The Forced Vibration SDOF Calculator is a precision engineering calculation tool designed for students, engineers, and technical professionals. Steady-state amplitude ratio, phase angle, and frequency response for harmonically forced SDOF systems All calculations are performed using established engineering formulas from the relevant scientific literature and standards. Inputs support both metric (SI) and imperial unit systems, with unit conversion handled automatically — simply select your preferred unit from the dropdown next to each field. Results are computed instantly in the browser without sending data to a server, ensuring both speed and privacy. This calculator is intended as a supplementary tool for learning and design exploration; always verify results against authoritative references for safety-critical applications.

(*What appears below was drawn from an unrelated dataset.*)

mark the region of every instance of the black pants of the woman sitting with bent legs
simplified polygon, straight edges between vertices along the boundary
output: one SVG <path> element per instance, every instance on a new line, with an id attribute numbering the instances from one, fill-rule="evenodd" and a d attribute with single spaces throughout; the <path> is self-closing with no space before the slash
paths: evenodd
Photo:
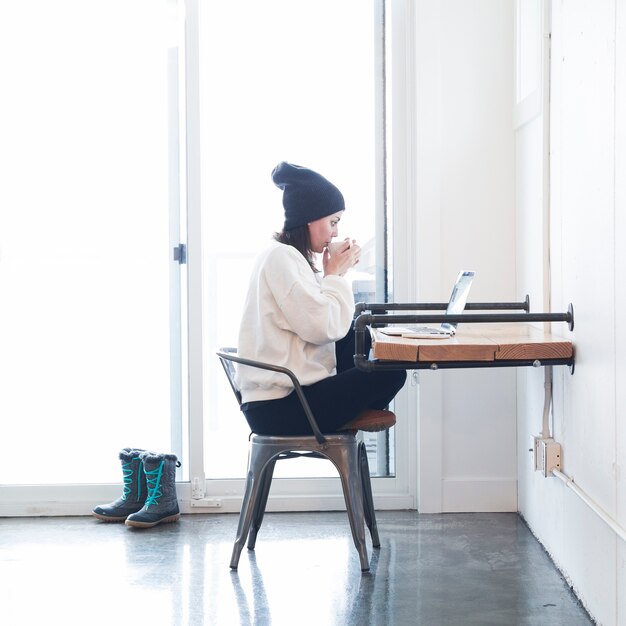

Forced vibration occurs when a SDOF system is driven by a time-varying force. For harmonic forcing F(t) = F₀·cos(ωt), the steady-state response is x(t) = X·cos(ωt − φ), where X is the amplitude and φ is the phase lag. The amplitude ratio (dimensionless) is X/X_st = 1/√((1−r²)² + (2ζr)²), where r = ω/ω_n is the frequency ratio and X_st = F₀/k is the static deflection. The phase angle is φ = atan(2ζr/(1−r²)). The frequency response curve shows X/X_st vs r for various ζ values: at r = 0 (DC), X = X_st; at r = 1 (resonance), X is large and peak amplitude is X/X_st = 1/(2ζ) for light damping; for r → ∞, X → 0. For ζ < 0.707, there's a peak near r = 1 (resonance). For ζ ≥ 0.707, no peak — the response rolls off monotonically. Phase is −0° at r = 0, −90° at r = 1, and approaches −180° at high r. Transmissibility T = |X/Y_input| for base excitation has a peak near r = 1 then rolls off; it crosses 1 at r = √2 (below this, amplification; above, isolation). Vibration isolation targets r > √2 to achieve T < 1.

• •Rotating machinery diagnostic: forced vibration analysis identifies unbalance (at running speed), misalignment (at 2× running speed), and bearing faults (at specific characteristic frequencies).
• •Base isolation design: buildings with seismic isolators are tuned with very low natural frequency so the operating frequency range (earthquake ground motion) is in the isolation zone.
• •Automotive suspension: suspension resonance is tuned to about 1-1.5 Hz to avoid amplification at typical road frequencies while maintaining good handling.
• •Wind turbine tower analysis: verify that blade passing frequency (3× rotor speed) does not coincide with tower natural frequency to avoid resonant vibration.
• •Active/passive vibration control: reduce amplitude at specific frequencies using tuned mass dampers, active feedback, or viscoelastic damping materials.